14. Cost Analytics
Cost analytics transforms raw usage data into actionable financial intelligence. Without systematic cost tracking, organizations discover budget overruns only at billing time—too late for course correction. Real-time cost visibility enables dynamic routing decisions that optimize spend without degrading quality.
The fundamental cost model requires per-token pricing from cloud providers and per-kWh pricing from local infrastructure. Cloud costs vary by model capability and context window size. Local costs vary by GPU model, utilization efficiency, and regional electricity rates.
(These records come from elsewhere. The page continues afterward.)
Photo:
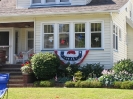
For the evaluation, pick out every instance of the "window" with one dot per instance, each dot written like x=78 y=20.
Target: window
x=49 y=1
x=30 y=39
x=73 y=35
x=63 y=35
x=80 y=35
x=96 y=35
x=36 y=1
x=64 y=0
x=120 y=34
x=115 y=37
x=49 y=36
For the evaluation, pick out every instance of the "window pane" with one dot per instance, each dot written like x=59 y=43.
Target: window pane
x=95 y=39
x=30 y=34
x=80 y=40
x=63 y=27
x=48 y=41
x=95 y=26
x=30 y=44
x=63 y=40
x=50 y=0
x=36 y=1
x=48 y=28
x=64 y=0
x=80 y=27
x=114 y=41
A unified cost model normalizes these variables into comparable metrics.
from dataclasses import dataclass
from decimal import Decimal
@dataclass
class CostBreakdown:
provider: str
model: str
input_tokens: int
output_tokens: int
compute_cost: Decimal
transfer_cost: Decimal = Decimal("0")
@property
def total_cost(self) -> Decimal:
return self.compute_cost + self.transfer_cost
@property
def cost_per_1k_tokens(self) -> Decimal:
total_tokens = self.input_tokens + self.output_tokens
if total_tokens == 0:
return Decimal("0")
return (self.total_cost / total_tokens) * 1000
class CostAnalyzer:
def __init__(self, pricing: dict[str, ProviderPricing],
gpu_config: GPUConfig):
self.pricing = pricing
self.gpu = gpu_config
def calculate_cloud_cost(self, provider: str,
model: str,
input_tokens: int,
output_tokens: int) -> CostBreakdown:
rates = self.pricing[provider].get_rates(model)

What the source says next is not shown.